The leaders managed to finish the stage in less than 10 hours, but most competitors ran and walked into night. They had 31 hours to complete the leg, till the early afternoon of the following day.
…and to attend to brutalized feet
Day 5, offered a chance to rest the weary body…
Competitors spent the day organising themselves and ekeing out their food…
A dog, nick-named Cactus, joined the race. Here event inspirer Patrick Bauer congratulates him for finishing Day 4.
After the rest day, the competitors geared up for a full marathon on the following day…

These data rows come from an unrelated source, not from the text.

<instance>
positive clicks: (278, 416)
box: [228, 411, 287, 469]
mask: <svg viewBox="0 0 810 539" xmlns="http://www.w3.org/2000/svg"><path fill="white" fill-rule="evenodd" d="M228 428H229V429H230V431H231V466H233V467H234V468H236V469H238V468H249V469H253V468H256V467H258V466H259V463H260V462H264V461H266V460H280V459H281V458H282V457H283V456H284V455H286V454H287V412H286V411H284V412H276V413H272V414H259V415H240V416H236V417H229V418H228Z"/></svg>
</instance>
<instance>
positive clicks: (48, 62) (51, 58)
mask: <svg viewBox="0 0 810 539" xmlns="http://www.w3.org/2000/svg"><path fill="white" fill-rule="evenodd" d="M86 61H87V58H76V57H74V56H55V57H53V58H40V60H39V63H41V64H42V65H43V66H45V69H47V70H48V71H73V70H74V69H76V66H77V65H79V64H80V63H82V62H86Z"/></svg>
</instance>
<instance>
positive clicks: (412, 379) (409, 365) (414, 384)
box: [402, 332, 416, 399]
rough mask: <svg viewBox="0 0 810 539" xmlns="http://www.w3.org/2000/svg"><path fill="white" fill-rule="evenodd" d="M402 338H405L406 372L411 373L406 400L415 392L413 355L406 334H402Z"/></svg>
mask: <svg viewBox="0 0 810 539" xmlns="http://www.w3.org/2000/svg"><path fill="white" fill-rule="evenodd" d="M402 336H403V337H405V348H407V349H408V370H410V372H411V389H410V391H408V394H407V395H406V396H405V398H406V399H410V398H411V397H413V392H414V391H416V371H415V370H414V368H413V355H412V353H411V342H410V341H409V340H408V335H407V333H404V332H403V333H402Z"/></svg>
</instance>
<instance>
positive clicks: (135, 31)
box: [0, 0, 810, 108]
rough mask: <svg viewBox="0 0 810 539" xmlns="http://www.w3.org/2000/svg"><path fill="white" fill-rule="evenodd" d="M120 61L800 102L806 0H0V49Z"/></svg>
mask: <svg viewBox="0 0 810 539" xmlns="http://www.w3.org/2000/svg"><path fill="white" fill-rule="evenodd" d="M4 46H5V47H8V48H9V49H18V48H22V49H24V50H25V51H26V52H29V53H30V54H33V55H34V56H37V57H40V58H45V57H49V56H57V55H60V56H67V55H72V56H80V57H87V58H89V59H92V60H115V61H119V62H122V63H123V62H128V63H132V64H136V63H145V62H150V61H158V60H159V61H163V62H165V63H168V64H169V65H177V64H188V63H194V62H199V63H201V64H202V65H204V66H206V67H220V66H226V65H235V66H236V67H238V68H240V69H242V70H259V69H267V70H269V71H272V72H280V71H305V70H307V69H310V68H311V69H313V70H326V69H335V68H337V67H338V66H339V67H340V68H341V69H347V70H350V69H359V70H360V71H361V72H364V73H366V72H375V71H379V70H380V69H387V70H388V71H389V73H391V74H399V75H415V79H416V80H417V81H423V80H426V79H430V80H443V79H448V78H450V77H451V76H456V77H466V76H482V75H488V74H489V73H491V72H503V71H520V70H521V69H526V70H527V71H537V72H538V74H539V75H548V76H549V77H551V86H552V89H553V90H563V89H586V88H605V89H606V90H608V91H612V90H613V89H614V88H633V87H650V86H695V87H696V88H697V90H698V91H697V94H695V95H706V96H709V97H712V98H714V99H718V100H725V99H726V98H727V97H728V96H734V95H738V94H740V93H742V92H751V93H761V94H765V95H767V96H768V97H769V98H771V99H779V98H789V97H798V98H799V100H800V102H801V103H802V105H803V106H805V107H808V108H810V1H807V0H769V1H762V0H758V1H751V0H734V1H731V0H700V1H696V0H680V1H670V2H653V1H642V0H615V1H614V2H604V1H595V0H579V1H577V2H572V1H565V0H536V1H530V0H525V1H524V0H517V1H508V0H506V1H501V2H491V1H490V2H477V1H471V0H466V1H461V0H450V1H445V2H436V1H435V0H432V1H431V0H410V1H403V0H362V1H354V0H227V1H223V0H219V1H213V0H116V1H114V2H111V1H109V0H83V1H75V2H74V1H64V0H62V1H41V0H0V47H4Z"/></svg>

Day 6, was a full marathon of 42.2.km
Day 6, the full marathon, contained sting in the tail; some leg-sapping dunes to test exhausted legs…
…and other surprises. It was the last competitive stage of the Marathon des Sables 2019.
Tired competitors, who had now covered some 200km in five days, struggle up the final obstacles…
The winning runners were Rachid El Morabity…
…and Ragna Debats
And now a final word for the support staff, the Moroccans who help with the tents (though they seem like ogres when they remove them from around you in the mornings) and with ‘sweeping’ the back of the field. Also, the photographers had lots of fun too.